¡No comas ese
gallo…!
Leonidas Delgado León
El pequeño pueblo de Jesús, visto
desde las alturas de sus cerros que lo circundan, parece un artístico lienzo
con vistosas casitas de coloradas tejas y los verdes matices de las huertas.
A las seis de la mañana sopla una
fresca brisa, el sol es un reflejo luminoso en la copa de los árboles y el humo
de los fogones se confunde con la tenue neblina que se levanta. El gorgoteo de
los pajaritos invita a las jornadas de un nuevo día.
Manuel Rojas León salió de su vivienda y desde la puerta miró
el firmamento poniendo una mano sobre sus ojos. “El tiempo es propicio
para la caza de zorzales y cuculas”, se dijo.
Había cumplido veinte
años en el mes de enero. De esbelta figura y cabellos rizados, mirada expresiva
y cautivadora, el blue jean bien sujeto a la cintura
por el correaje del morral de cartuchos y municiones, las piernas ceñidas
calzando negras botas vaqueras, sobre el hombro una escopeta española apuntando
al cielo o tal vez amenazando perforar la falda del oscuro sombrero, camina el
cazador con paso ligero, como temiendo llegar tarde a la cita. Y a su paso, se
encuentra con las señoras que recorren el pueblo a esa hora, envueltas en
fúnebres pañolones parecen fantasmas; y cuando se encuentran, se saludan con un
ligero movimiento de cabeza y enterneciendo los ojos; apenas si se escucha un
gutural sonido que se pierde entre la envoltura del rebozo. Van en busca del
pan recién salido del horno. Manuel, que siempre las observa, cada vez que sale
de cacería ya las distingue y las saluda por sus nombres.
“Muchacho loco,
en mangas de camisa con tanto frío”, pensó doña Mercedes.
Yo, que me levanté
temprano a regar mi huerta, lo vi perderse a lo
lejos, por la ruta del Tayal.
Esa mañana Manuel vivió
intensamente la dicha de tener una familia que lo quería y lo admiraba, y disfrutaba
asimismo de la amistad de sus compoblanos. Agazapado
entre los árboles, con destreza increíble disparaba su arma. Sólo un murmullo
de espantadas alas y el eco lejano entre los cerros, era la respuesta…
Regresaba con un manojo
de cuculas colgado junto al morral; algunas aún
tibias, sujetas por las rosadas patitas. Ahora vertían un hilo de sangre sobre
la camisa de lino blanco, o pequeñas gotitas que iban hilvanando el camino de
retorno al pueblo.
Caminaba frente a las
primeras viviendas pobladas de encendidas retamas, y desde ahí vio las torres
de la iglesia, cuyo reloj dejaba escuchar once campanadas; acaso marcando un
nuevo record que superaba el propio cazador. Apresuró el paso y el viento
levantó menudas plumas, pues en sus manos yacía desnuda una paloma.
“Habrá estofado
especial”, se dijo, mientras imaginaba a su madre atizando el fogón.
Pasó frente al hogar de
su primo Alejo León, y no obstante estar apresurado, ingresó silbando para
hacer notar su presencia y poder mostrar, una vez más, sus trofeos de caza.

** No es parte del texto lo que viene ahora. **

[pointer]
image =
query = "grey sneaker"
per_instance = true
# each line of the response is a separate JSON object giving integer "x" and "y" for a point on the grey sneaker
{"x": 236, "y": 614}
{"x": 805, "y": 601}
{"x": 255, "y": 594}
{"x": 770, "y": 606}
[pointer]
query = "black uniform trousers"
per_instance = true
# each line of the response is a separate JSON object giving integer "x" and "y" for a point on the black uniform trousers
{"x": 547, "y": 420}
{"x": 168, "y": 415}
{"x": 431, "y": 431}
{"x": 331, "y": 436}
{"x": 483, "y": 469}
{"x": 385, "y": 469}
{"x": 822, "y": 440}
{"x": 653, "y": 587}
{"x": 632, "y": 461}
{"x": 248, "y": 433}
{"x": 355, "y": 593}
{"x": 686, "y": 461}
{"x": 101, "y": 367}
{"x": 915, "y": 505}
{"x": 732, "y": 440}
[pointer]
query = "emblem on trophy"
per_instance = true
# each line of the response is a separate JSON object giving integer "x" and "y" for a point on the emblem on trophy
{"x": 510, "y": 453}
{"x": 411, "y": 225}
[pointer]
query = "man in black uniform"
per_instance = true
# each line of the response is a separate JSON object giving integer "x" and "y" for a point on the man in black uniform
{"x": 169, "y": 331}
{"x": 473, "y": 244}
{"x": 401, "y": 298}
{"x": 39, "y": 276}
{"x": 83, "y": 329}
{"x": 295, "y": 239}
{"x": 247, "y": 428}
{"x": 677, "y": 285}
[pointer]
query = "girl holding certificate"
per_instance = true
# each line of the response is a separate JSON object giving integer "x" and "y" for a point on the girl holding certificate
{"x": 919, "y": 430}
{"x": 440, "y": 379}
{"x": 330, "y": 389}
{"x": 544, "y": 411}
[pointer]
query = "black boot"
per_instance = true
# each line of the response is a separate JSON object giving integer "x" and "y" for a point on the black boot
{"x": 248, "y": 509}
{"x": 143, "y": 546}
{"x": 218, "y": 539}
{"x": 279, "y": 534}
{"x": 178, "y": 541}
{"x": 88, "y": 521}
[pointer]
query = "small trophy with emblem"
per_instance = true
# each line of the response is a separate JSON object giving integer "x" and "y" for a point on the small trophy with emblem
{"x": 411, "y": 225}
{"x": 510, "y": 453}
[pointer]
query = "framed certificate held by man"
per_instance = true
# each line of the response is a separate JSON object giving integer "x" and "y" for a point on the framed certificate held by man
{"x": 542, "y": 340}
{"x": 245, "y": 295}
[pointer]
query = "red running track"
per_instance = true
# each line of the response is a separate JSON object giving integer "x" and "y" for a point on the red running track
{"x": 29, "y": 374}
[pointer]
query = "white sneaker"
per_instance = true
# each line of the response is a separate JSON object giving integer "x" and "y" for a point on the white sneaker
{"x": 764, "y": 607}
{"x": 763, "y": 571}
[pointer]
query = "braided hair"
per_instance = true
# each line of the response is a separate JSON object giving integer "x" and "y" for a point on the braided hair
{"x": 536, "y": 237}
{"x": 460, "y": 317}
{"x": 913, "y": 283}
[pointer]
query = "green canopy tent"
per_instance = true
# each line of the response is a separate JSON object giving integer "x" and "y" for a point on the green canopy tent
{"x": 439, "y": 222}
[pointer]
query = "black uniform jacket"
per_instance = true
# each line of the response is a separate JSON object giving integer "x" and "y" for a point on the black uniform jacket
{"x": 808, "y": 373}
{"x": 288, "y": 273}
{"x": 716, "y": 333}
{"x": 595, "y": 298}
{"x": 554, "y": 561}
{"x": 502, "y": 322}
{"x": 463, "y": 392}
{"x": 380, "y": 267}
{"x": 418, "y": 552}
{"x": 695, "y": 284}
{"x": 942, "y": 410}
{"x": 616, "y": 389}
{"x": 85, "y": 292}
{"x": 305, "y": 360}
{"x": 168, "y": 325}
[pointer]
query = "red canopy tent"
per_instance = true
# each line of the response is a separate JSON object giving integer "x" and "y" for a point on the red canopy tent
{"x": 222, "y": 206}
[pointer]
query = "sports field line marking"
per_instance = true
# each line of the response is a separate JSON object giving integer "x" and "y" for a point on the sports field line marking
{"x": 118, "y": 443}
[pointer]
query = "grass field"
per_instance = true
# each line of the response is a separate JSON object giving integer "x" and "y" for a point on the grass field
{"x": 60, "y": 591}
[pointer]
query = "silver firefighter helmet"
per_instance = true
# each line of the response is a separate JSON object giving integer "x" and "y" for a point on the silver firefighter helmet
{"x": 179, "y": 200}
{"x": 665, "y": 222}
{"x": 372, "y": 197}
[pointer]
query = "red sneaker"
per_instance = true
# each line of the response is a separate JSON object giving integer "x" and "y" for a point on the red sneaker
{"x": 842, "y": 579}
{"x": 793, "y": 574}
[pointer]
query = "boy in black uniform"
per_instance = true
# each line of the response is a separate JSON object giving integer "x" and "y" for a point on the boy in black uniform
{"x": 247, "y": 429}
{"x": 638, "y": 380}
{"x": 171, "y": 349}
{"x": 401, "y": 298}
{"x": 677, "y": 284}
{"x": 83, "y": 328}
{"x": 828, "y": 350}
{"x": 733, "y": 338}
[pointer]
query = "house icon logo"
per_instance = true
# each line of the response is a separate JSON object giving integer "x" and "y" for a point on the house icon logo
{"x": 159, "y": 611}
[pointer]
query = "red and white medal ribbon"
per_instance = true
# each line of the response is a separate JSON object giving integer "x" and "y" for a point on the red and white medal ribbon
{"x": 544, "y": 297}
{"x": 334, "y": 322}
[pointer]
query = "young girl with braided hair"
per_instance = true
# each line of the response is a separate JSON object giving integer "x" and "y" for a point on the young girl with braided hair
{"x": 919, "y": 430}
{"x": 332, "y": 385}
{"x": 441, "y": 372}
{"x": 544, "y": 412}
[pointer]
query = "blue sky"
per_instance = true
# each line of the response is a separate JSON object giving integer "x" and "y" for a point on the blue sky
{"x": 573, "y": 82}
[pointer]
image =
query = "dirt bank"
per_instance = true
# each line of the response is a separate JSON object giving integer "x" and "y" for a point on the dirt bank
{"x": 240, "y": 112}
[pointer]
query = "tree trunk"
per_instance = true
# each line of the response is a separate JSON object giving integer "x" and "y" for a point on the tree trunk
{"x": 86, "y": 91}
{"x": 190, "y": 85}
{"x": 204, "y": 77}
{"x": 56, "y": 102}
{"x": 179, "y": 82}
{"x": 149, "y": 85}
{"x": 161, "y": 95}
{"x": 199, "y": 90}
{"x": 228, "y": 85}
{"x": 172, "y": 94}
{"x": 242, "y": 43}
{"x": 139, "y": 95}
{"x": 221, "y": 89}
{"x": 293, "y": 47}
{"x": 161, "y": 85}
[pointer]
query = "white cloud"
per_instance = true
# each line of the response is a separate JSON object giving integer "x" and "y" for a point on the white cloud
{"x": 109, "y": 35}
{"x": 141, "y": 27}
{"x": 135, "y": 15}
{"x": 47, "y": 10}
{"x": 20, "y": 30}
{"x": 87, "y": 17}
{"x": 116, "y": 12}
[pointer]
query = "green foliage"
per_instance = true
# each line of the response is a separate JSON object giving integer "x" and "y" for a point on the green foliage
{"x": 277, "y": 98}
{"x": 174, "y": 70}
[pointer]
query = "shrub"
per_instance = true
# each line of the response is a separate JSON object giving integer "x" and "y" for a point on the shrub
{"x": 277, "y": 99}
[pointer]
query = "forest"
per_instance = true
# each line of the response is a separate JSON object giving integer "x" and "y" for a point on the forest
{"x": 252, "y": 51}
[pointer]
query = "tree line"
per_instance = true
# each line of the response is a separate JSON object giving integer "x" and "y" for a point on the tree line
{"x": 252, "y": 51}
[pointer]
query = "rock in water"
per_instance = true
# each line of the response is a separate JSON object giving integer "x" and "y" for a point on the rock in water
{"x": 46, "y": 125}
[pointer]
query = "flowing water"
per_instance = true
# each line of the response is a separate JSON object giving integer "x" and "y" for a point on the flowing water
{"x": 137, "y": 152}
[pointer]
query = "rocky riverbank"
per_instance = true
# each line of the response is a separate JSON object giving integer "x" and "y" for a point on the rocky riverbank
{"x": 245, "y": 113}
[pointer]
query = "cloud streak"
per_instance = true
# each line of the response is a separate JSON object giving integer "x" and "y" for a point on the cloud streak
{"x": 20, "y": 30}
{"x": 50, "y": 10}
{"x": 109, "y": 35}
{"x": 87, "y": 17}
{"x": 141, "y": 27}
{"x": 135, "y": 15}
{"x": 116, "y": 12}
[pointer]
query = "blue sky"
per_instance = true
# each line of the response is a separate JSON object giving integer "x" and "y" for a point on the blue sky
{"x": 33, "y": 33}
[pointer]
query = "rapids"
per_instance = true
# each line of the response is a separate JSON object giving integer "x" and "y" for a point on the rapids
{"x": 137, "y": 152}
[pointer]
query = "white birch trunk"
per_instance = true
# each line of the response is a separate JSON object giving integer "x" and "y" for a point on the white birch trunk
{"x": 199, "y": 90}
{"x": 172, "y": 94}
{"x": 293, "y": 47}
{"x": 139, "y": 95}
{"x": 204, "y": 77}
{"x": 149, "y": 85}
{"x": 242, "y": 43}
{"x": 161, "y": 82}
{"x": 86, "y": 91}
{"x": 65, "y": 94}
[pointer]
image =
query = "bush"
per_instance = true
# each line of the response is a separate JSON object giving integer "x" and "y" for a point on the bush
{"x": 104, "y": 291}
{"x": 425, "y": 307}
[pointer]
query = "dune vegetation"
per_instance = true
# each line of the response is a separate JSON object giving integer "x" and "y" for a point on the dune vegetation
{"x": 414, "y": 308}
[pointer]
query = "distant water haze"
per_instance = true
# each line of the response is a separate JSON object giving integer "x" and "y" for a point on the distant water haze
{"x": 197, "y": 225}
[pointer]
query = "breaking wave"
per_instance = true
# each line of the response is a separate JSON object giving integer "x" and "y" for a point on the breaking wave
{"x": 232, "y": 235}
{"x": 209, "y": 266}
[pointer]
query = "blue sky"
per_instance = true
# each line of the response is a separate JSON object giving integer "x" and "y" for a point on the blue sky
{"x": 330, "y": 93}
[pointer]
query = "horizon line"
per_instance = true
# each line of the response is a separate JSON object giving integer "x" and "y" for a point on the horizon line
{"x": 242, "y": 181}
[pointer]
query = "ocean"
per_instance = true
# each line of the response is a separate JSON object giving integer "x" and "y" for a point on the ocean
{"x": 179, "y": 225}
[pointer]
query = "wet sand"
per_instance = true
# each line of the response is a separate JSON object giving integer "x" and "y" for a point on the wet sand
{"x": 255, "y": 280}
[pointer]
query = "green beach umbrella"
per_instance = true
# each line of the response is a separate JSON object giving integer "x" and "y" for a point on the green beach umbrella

Socorro, esposa de Alejo, distraídamente lavaba al fondo bajo la sombra de una
higuerilla, sin percatarse del visitante.
Manuel observó, cuando
pasó por la arcada del zaguán, a un hermoso gallo que lucía orondo su bello y esponjoso
plumaje. Había escapado del corral un tanto hastiado de repartir sus encantos a
exigentes gallinas. Iba el gran caballero, de abultada cresta, por rumbos
desconocidos.
Manuel guardó silencio,
una fugaz idea se apoderó de él. Genial idea que exigía acción inmediata.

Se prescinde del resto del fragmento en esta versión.